Strangely, this might kill autonomous cars entirely. Any failure to properly respond to something bizarre can be the subject of a lawsuit that could kill the autopilot manufacturer.

Engineering solutions are a tiny part of getting this stuff to market.

the interaction between terrible human drivers doing wildly unpredictable, insane things and the inflexible, unadaptable automated cars.

There are only so many things bad human drivers can do, the physics is pretty limiting. It isn't like they can teleport in front of another car. Even the craziest things like opposing traffic jumping the median into oncoming traffic isn't all that crazy, it isn't conceptually different from a deer jumping in front of a car.

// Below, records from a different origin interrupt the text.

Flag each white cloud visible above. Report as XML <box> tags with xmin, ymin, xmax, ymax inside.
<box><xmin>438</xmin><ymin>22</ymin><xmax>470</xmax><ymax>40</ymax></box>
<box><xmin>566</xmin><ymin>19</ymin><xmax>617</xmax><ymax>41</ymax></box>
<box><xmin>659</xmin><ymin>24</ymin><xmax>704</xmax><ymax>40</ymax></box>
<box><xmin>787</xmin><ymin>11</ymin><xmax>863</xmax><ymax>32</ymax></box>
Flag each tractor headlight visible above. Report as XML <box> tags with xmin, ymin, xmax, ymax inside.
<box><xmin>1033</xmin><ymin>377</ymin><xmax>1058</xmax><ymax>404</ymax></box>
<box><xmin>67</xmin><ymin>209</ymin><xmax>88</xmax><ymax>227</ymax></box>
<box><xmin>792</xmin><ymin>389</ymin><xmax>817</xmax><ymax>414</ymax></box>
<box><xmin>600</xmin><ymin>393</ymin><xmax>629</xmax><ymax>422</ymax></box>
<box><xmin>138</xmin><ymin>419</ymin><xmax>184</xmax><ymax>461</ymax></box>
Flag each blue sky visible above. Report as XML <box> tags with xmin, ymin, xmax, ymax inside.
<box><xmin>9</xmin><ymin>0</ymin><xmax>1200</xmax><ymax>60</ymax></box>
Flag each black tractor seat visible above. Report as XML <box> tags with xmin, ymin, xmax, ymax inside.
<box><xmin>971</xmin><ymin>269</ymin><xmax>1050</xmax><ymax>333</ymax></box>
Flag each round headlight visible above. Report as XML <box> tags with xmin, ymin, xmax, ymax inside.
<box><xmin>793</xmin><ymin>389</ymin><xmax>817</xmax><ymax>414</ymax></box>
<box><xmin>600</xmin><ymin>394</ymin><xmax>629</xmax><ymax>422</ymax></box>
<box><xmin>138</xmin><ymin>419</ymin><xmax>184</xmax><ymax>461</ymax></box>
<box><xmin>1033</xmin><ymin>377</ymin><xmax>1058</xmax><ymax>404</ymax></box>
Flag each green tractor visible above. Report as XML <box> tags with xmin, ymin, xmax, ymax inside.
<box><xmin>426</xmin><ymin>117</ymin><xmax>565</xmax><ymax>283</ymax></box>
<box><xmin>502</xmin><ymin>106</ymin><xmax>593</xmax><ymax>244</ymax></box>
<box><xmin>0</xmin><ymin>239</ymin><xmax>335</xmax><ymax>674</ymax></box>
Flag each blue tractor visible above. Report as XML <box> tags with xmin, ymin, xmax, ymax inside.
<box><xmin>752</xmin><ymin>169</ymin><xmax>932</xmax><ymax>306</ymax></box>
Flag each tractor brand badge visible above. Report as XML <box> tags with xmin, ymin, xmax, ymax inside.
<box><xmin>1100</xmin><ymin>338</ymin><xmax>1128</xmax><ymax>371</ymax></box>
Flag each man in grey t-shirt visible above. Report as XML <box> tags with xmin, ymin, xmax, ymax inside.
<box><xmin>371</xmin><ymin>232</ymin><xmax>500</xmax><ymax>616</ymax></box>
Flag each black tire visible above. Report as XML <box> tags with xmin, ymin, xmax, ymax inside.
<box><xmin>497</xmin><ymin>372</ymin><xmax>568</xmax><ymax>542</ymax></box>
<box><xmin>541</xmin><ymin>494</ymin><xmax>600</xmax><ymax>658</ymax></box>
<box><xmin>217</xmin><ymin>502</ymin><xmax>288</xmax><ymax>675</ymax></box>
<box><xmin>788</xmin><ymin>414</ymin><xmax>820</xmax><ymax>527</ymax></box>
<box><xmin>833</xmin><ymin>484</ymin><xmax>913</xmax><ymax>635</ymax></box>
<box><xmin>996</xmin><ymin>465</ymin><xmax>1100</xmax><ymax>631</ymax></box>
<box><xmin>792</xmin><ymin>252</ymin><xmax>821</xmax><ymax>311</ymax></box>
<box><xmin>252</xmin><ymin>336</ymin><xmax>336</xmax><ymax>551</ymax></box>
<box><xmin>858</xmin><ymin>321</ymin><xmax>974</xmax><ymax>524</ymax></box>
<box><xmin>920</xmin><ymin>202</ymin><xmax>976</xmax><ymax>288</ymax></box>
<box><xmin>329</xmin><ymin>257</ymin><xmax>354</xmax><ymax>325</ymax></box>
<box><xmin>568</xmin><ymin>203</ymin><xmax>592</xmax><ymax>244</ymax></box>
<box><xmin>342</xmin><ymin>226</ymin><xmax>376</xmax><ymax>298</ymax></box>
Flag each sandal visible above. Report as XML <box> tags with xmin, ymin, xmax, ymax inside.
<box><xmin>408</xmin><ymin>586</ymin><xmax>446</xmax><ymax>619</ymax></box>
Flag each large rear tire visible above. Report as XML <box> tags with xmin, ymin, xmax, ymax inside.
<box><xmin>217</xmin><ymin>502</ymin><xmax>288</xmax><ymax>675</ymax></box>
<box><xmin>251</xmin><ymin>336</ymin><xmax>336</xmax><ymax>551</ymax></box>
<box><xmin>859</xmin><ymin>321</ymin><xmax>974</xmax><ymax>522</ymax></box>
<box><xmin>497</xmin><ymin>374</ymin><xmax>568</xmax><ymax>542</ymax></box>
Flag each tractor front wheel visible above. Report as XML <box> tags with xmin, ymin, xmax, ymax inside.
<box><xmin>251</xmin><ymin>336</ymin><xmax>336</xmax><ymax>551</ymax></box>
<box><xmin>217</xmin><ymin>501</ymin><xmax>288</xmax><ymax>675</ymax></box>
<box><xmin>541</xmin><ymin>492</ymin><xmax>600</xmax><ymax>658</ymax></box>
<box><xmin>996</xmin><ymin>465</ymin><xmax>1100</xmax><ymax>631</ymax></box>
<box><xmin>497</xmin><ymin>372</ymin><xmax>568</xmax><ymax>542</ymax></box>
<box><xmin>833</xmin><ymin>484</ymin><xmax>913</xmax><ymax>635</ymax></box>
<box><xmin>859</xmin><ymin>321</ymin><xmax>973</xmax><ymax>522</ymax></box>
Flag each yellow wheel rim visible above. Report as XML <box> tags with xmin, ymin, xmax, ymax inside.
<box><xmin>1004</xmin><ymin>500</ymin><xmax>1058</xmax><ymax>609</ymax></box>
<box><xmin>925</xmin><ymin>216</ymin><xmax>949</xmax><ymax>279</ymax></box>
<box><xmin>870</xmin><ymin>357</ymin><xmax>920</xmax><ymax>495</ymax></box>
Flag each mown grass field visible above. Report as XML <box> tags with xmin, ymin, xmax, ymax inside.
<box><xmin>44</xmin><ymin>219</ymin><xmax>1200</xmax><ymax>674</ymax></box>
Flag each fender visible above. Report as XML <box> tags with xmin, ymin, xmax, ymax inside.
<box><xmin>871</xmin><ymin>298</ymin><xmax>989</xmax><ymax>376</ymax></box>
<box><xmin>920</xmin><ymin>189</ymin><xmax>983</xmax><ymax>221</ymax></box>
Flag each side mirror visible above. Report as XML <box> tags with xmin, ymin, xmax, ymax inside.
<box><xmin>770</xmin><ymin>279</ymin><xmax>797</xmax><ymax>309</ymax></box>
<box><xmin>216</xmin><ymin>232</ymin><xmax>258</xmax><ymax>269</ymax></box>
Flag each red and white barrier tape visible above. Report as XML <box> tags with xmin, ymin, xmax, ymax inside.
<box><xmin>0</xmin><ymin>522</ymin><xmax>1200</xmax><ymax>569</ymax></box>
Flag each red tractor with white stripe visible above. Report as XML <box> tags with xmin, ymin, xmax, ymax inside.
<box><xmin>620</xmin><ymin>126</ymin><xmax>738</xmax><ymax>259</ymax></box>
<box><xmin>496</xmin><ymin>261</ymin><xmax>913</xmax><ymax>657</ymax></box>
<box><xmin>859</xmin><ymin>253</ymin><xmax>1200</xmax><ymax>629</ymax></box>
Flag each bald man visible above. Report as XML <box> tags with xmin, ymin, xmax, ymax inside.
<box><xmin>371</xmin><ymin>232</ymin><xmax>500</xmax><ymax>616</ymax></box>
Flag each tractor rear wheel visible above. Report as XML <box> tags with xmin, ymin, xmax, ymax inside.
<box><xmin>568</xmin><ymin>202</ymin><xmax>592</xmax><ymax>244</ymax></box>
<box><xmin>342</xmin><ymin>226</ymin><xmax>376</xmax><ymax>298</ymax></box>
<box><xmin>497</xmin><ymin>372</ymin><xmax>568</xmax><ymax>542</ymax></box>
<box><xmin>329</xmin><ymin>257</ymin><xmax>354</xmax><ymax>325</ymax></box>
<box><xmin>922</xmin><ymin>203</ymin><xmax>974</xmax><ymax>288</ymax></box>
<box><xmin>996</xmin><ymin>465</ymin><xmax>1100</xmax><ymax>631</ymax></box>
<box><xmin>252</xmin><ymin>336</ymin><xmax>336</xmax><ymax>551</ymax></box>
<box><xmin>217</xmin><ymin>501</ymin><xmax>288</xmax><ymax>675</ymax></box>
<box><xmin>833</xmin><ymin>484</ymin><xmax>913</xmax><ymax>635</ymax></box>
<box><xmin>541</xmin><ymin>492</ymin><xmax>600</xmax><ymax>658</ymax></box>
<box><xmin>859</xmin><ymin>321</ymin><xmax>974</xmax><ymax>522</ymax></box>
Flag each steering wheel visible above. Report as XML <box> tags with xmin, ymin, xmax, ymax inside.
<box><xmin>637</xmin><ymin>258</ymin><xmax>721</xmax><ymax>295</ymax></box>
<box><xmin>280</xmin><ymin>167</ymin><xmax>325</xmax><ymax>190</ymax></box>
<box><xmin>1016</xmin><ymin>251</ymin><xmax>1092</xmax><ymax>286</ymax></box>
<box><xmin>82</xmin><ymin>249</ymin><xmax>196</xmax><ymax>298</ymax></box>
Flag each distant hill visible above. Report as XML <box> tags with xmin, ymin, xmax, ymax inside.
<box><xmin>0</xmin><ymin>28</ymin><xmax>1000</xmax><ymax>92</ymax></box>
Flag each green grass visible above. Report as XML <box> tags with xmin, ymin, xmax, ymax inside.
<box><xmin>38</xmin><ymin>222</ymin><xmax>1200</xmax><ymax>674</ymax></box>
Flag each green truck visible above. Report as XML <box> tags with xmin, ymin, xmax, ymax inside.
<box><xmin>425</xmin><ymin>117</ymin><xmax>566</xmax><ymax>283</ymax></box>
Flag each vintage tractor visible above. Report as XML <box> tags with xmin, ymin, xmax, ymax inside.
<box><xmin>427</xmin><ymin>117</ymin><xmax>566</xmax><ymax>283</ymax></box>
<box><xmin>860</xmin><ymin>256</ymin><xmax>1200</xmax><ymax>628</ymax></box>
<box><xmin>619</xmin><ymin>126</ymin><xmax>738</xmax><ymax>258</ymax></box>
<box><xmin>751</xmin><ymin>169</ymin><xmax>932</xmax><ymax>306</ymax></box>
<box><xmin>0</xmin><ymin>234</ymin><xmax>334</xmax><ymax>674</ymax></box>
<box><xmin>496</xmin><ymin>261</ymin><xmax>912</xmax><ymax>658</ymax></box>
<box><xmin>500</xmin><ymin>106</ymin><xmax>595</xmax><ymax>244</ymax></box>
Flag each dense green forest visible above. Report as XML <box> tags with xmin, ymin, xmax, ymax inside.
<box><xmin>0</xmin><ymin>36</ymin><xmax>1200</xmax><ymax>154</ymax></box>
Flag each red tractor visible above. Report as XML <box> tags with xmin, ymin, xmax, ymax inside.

I'm not comfortable with dying or being injured due to a software error regardless of whether its likelihood is higher or lower.

Hard to argue with that.

> There are only so many things bad human drivers can do, the physics is pretty limiting. It isn't like they can teleport in front of another car. Even the craziest things like opposing traffic jumping the median into oncoming traffic isn't all that crazy, it isn't conceptually different from a deer jumping in front of a car.

I was thinking about your assertion that it's easy to solve, and why exactly I disagree with it so strongly on a base level. What am I basing this belief on?

And I figured it out. Driving games.

The AI in driving games like Gran Turismo has had more work than Google or any other company has done on theirs. And not only that, the AI in driving games has perfect information of the physics involved and the environment around them.

And those AIs are still fucking terrible when interacting with human players. Pack of AI driving around? Just fine. Add a human driver to the mix and it turns into a disaster.

This is why I am very concerned about automated driving in the real world alongside human drivers.

First, I don't think it is easy. I just think it is feasible because it is a reasonably bounded problem.

As for driving games, those have a different set of requirements and incentives. Driving poorly isn't necessarily a bad thing from the position of game play.

The AI in games like Gran Turismo is a terrible example. That AI is not designed to avoid accidents. Accidents are an acceptable part of the game play, and you're racing at high speeds above the norm.

It would be at least as difficult, or less so (but not more so) to program AI to interact with human drivers with the primary goal being safety, not speed and exhilaration.

> I'm not comfortable with dying or being injured due to a software error regardless of whether its likelihood is higher or lower.

Why on earth is dying due to a software error worse than dying due to a human error if you can chose one or the other, and the chance of a software error is lower?

Individual odds of being in an accident may be lower than the average. Software for all of the cars would be approximately the same, so the chances of being in an accident could increase for extremely cautious drivers. I doubt they would, personally, but it would be an argument against adoption until the cars are demonstrably safer than possible with human drivers.
If the chance of an accident increases then sure, be against that. And I've no idea what the chances are. But to say you'd rather have a higher chance of dying from human error than lower chance of dying from software error... doesn't make any sense.
The truth is our lives are in the hands of more software programs than we may care to admit.